Research is being done specifically on the casting process of the silicon bars, to try to find and eliminate defects in the structure and the material. The goal is always to make the most use out of energy from the sun.

Spectrometry

Another room contains machines that find the exact chemical content of materials using spectrometry.

“This is a unique lab in Norway,” says Di Sabatino.

Here, researchers can carry out two types of spectrometry. No other labs in Norway have the capability to do both. (See fact box)

Spectrometry and spectrocopy

  • Spectrometry is the practical measurement of an object’s chemical content based on the colour spectrum that it emits or reflects.
  • Spectroscopy is the theoretical study of this method.
  • The machine that is used for measurements at NTNU can do two types of spectrometry, both glow discharge mass spectrometry (GDMS) and glow discharge optical emission spectrometry (GDOES).
  • A glow discharge is a plasma that is formed when an electric current passes through a low pressure gas between cold electrodes.

One method of spectrometry (GMDS) can measure impurities in material down to one part per billion, which is an order of magnitude similar to a grain of salt in a swimming pool. Marisa Di Sabatino has recently been involved in a project to find the limit for how small impurities in silicon we can find using this method.

The other method (GDOES) is used to check how the chemical composition of a material changes along its length. In this case, the material is analysed down to nano-level. This is precision work. (1 nanometre is a millionth of a millimetre.)

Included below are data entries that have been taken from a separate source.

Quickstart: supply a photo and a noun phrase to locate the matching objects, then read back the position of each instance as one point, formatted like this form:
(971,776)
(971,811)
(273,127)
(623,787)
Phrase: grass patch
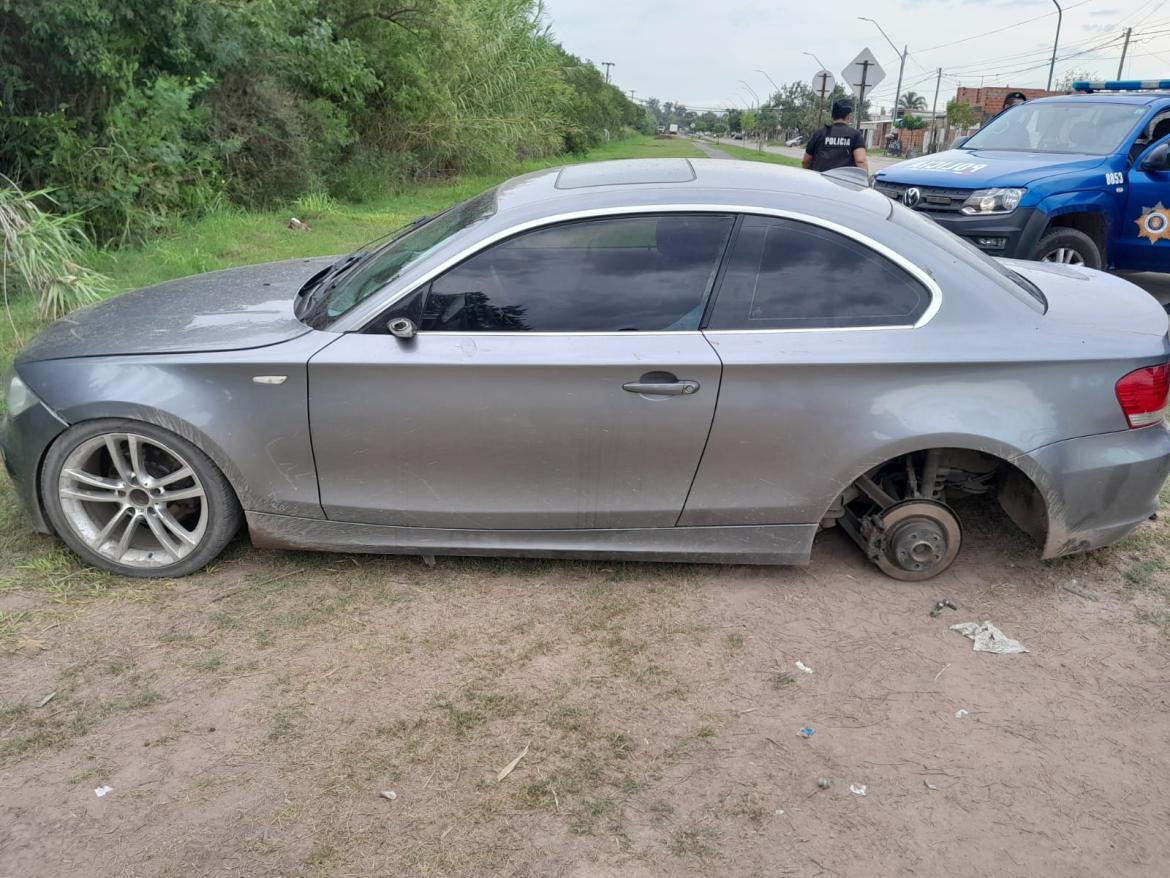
(782,679)
(73,714)
(695,842)
(749,155)
(288,722)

To analyse a substance using spectrometry, argon plasma is heated on the surface of a sample. This plasma is charged, and when heated, causes atoms in the sample to escape from the surface. These escaped atoms are in a gaseous, excited state, and will emit light of a very specific wavelength that is a sort of fingerprint for each individual element. Detecting these wavelengths allows researchers to see exactly what elements are contained in a sample. Difficult? Not for these guys.

The work that Marisa Di Sabatino is doing has been published in five articles in 2014 as of the end of November. The department takes about 15 PhD students every year.